陽に透けてキラキラと光り、腰まであるゆるくウエーブ掛かった銀髪。アーモンド形でペリドットのように澄んだ淡いグリーンの大きな瞳。離れた場所からも長いと分かる銀色の睫毛。小さめだがしゅっとした高めの鼻。桜色の形の良い、少しだけ口角が上がって見える口。毛穴など存在しないかのように滑らかな陶器のような白い肌。
「え…あ…あの…はい」
吸い込まれるように少女を見つめていた璃采は、久しぶりにどもってしまった。
ティティがにやにやしながら璃采の髪を引っ張る。
「いてっ」
その様子を見てクスッと口元を緩めた少女に、璃采は再び目を奪われてしまう。
「そのオーラの魔法使い様というのはどちらでしょう?」
「それは…その…僕です」
少女は「え?」と少し驚いたような声を上げた。
「あ、大変失礼いたしました。魔塞病を治せるすごい魔法使い様だと聞き、もっと御高齢の方かと思っておりましたので」
「すみません」
璃采は日本人だからなのか、少女に圧倒される何かを感じたからなのか、なぜか謝ってしまった。

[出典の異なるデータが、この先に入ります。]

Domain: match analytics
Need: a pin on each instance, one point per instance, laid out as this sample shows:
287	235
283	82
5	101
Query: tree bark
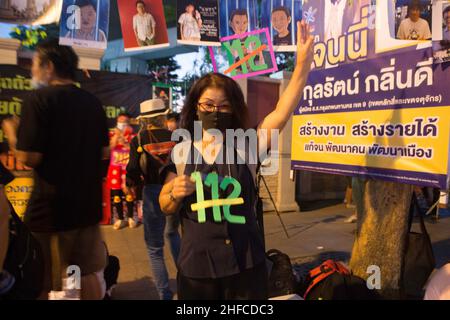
382	228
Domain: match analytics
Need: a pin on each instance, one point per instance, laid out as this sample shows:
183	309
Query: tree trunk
383	213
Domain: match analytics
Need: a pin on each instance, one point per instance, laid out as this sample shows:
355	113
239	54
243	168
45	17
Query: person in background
153	144
281	20
172	121
144	26
190	24
239	21
446	31
438	287
119	144
6	279
414	27
63	136
88	27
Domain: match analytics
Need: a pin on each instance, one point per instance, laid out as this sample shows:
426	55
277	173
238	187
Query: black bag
281	278
332	281
419	261
24	260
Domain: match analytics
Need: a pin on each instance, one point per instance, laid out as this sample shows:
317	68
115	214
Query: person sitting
438	287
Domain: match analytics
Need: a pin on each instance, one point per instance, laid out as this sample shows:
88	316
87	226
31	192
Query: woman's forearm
4	223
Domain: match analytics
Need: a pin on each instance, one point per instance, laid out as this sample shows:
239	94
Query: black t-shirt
157	145
219	249
67	125
5	175
282	41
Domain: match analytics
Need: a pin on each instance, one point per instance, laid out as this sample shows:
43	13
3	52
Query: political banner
386	118
36	12
84	23
374	105
143	24
118	92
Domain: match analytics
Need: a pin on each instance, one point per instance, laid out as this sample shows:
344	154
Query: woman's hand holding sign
183	186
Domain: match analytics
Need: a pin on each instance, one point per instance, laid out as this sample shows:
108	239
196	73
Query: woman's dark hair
64	59
193	12
232	91
84	3
238	12
446	10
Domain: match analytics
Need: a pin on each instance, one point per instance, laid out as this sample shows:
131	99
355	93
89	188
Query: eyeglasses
209	107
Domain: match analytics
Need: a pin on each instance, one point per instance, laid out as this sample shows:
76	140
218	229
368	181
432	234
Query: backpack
24	260
282	281
332	281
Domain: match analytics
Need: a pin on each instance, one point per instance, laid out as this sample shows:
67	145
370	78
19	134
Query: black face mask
215	120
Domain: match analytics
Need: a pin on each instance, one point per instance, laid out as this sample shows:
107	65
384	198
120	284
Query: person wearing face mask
120	139
87	30
63	136
222	252
414	27
149	152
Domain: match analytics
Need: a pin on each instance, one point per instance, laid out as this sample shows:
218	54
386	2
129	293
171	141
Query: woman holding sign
222	253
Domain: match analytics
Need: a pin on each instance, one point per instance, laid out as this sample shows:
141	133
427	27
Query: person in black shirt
149	152
281	19
222	253
63	135
6	279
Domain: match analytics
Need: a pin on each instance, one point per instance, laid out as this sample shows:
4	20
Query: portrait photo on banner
238	17
441	31
331	19
30	12
198	22
280	17
164	92
245	55
143	24
413	19
84	23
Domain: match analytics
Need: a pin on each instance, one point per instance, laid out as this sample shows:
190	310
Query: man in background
63	136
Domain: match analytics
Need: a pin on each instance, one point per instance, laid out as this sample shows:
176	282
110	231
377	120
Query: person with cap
149	152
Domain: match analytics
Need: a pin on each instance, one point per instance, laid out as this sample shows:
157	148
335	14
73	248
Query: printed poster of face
163	92
198	22
37	12
143	24
332	19
238	17
413	19
247	54
280	17
441	31
84	23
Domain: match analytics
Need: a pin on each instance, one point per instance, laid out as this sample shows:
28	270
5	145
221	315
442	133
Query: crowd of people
63	135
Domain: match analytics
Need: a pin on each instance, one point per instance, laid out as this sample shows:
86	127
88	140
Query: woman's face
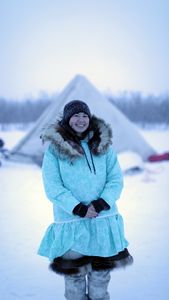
79	122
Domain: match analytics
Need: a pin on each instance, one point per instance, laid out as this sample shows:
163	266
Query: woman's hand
91	212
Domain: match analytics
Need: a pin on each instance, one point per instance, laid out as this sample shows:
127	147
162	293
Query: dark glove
100	204
80	210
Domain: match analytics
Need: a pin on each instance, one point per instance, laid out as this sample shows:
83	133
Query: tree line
141	109
138	108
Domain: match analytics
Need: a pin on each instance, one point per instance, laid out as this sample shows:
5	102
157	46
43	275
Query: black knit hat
74	107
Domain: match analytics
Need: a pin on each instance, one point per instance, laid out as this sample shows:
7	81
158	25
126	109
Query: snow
26	213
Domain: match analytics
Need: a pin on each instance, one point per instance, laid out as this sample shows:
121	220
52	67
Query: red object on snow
159	157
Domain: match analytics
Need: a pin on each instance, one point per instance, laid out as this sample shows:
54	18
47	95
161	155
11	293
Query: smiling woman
83	180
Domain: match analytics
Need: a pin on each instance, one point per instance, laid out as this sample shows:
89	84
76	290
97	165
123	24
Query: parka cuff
80	210
100	204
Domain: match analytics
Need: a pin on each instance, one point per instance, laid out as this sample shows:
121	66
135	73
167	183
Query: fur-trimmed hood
67	144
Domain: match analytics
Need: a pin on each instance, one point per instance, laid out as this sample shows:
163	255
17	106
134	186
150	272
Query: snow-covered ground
25	214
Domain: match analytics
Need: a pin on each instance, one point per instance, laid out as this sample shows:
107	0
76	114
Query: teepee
125	134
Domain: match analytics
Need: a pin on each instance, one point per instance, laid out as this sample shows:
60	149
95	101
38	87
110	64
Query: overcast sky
117	44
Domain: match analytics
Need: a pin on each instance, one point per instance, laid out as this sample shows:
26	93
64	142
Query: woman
82	178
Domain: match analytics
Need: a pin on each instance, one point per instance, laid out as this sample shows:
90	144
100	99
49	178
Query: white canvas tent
125	134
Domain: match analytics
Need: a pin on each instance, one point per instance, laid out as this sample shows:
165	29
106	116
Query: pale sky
118	45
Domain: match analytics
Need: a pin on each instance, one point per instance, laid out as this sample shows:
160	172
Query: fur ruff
67	145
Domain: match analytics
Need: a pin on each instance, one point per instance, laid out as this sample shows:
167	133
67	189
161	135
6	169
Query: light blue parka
71	177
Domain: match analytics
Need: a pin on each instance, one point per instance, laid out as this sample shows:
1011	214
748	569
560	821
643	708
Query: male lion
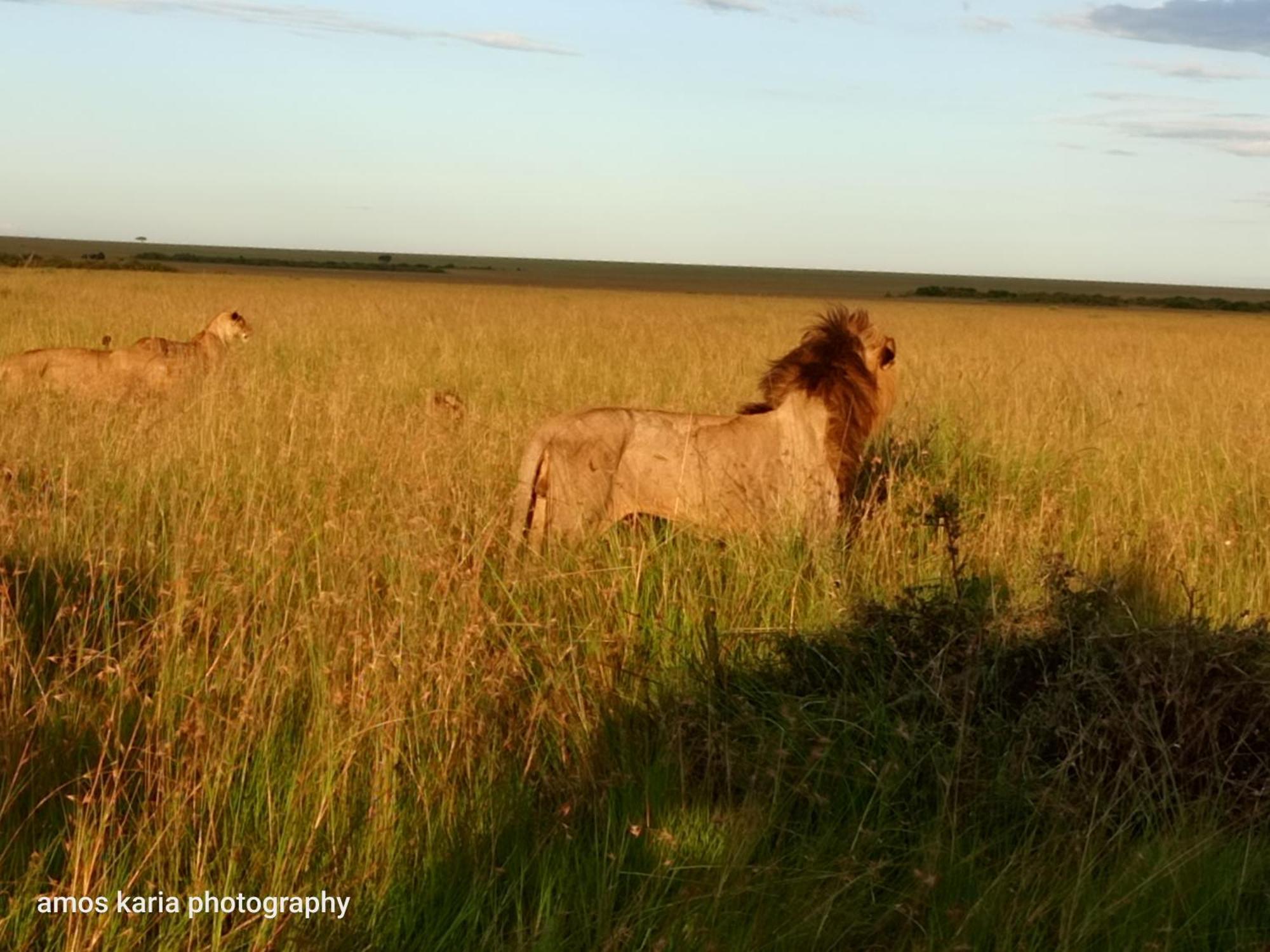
208	346
792	458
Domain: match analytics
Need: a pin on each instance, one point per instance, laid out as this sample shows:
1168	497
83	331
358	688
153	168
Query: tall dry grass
265	637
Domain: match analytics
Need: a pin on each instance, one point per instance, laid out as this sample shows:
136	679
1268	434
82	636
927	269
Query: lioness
209	345
792	458
86	370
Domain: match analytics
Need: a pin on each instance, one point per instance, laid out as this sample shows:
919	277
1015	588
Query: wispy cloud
730	6
1241	26
788	10
986	25
308	18
841	12
1154	100
1194	70
1262	199
1243	135
843	97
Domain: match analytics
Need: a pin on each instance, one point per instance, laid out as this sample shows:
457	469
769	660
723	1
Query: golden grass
264	635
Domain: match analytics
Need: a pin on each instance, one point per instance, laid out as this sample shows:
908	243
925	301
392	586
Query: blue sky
1031	138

「それでオーラの魔法使い様、一緒に来ていただきたいのですわ」
璃采は少女をまじまじと見た。高級そうな金刺の入ったローブを羽織り、膝丈のワンピース、いやドレスといっていいレースがあしらわれた上品で優美な服を着ていた。この辺りの一般人ではまず無いだろうという事が窺えた。
貴族だろうかと璃采は思う。これまで貴族が接触してきた事は無かった。懐疑的であることと庶民の胡散臭い金儲けの一種だとでも思っているのではないかとはクレアの意見だ。
「どこへ行けばいいですか?」
「あの、ちょっとここでは言い辛いのですが……」
どうしましょうとオロオロしていたので、璃采はその日の診療が終わるまで待って貰えないかと尋ねると、少女は了承してくれた。少女は邪魔にならないように端の方で診療の様子を興味深そうに見ていた。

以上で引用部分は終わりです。